Впрочем, грязь к нему не прилипает - и это еще одна загадка Ширвиндта. Он не любит сводить счеты в прямых эфирах, не любит подписывать письма ни за, ни против, не любит обличающих и защитных речей, о политике - шутит, о женщинах - фонтанирует, о детях - сентиментальничает. О себе он написал книгу совместно с Борисом Поюровским: "Былое без дум".Это самое искреннее, что он мог сказать о себе.
- В вашем кабинете маленький портретик Чаплина и огромный портрет Путина. Откуда?
- У меня на спектакле были представители администрации президента. После спектакля они пришли ко мне в кабинет, принесли что-то завернутое в холст, молоток и гвоздь. Развернули - это оказался портрет Путина. И они вбили гвоздь и повесили этот портрет со словами: "Здесь Владимир Владимирович очень иронично смотрит. Этот портрет очень подходит для кабинета руководителя Театра сатиры".
- Вы говорили как-то, что для вас возможность стать художественным руководителем театра - одна из авантюр. На каком этапе эта авантюра сейчас?

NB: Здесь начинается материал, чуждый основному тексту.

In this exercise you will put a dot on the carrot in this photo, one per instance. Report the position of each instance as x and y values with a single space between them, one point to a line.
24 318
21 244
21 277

- Я-то думал, что эта авантюра завершится с окончанием моего контракта. А он закончился два месяца назад. И я стал подумывать, что пора линять. Сначала надо было остановить крушение, не допустить варягов. А теперь нужно идти дальше. А я старый уже. У меня такая задумка, что, когда в следующем году будет восемьдесят лет театру, а мне семьдесят, - вот этим сочленением юбилеев я и закончу.

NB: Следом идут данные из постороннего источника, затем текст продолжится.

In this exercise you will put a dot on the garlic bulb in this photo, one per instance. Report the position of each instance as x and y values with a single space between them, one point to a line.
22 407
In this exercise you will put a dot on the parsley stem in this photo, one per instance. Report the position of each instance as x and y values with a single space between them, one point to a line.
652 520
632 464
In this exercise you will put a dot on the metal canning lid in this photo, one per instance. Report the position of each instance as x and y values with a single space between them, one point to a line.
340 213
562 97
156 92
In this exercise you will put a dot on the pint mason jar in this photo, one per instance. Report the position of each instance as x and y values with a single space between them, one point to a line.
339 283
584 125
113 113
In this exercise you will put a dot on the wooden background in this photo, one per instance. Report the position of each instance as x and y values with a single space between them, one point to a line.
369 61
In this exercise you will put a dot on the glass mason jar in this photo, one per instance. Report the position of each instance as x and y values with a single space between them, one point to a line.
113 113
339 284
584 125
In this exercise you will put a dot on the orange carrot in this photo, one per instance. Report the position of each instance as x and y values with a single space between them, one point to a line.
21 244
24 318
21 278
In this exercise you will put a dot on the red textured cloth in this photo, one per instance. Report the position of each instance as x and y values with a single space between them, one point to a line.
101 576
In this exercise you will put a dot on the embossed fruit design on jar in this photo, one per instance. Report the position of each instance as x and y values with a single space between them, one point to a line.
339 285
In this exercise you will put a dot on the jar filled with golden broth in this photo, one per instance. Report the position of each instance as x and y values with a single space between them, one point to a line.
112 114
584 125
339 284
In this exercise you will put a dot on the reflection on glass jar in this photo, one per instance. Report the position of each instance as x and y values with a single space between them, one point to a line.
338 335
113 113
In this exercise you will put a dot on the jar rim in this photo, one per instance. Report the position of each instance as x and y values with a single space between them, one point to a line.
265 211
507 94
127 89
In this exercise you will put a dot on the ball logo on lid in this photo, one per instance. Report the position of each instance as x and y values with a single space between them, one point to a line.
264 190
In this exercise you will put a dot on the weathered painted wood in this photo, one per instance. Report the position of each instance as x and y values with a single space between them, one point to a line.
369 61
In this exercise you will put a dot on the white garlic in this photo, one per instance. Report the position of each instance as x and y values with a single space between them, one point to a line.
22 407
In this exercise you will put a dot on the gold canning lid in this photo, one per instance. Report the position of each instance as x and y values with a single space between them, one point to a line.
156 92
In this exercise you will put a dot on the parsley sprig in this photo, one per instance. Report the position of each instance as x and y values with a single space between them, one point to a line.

- А вы как к рецензиям относитесь?
- Когда я работал просто артистом - ну совсем спокойно. Сейчас, в этом чиновничьем кресле, я вынужден понимать, откуда растут корни того или иного высказывания. С этими пираньями пера все понятно. Вот, например, играет пожилая актриса, а про нее пишут: "Климактерическая актриса на вялых, дряблых ножках". Обязательно бить ниже пояса!

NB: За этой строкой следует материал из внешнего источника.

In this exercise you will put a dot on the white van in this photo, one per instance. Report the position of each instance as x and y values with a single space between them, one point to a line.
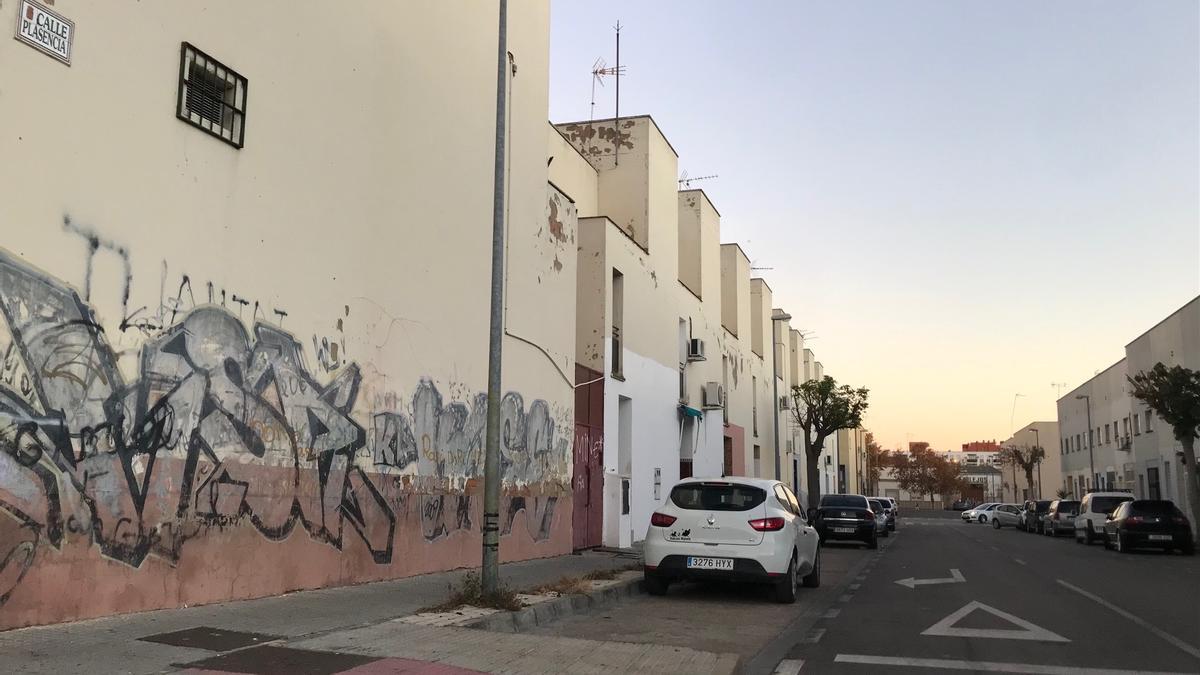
1093 512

- Вы не пытались проводить "чистку труппы"?
- Чистка, к сожалению, проходит - естественным путем. Очень сильно у нас сократилось старшее поколение. А как это восполнить?
- Вам никогда не хотелось пойти против вашего сложившегося имиджа и сыграть, скажем, какую-нибудь роль из Достоевского?
- Конечно! Ведь когда-то я был серьезный артист, играл драматические роли. У того же Эфроса. Если бы был материал и режиссер - пожалуйста! Ведь в чем проблема нашего поколения - ну тех, которые более или менее на плаву? Вот приходит режиссер Х и начинает что-то безумное придумывать, но отдаться его идеям очень трудно. Ведь очень часто делают не что-то свое, а лишь бы не так, как раньше. Не просто "Чайка" - а по мотивам, не просто "Гамлет" - а по мотивам! И, если в такое попадаешь, сразу рефлекторно садишься в то, что уже умеешь. А рисковать можно только тогда, когда веришь режиссеру.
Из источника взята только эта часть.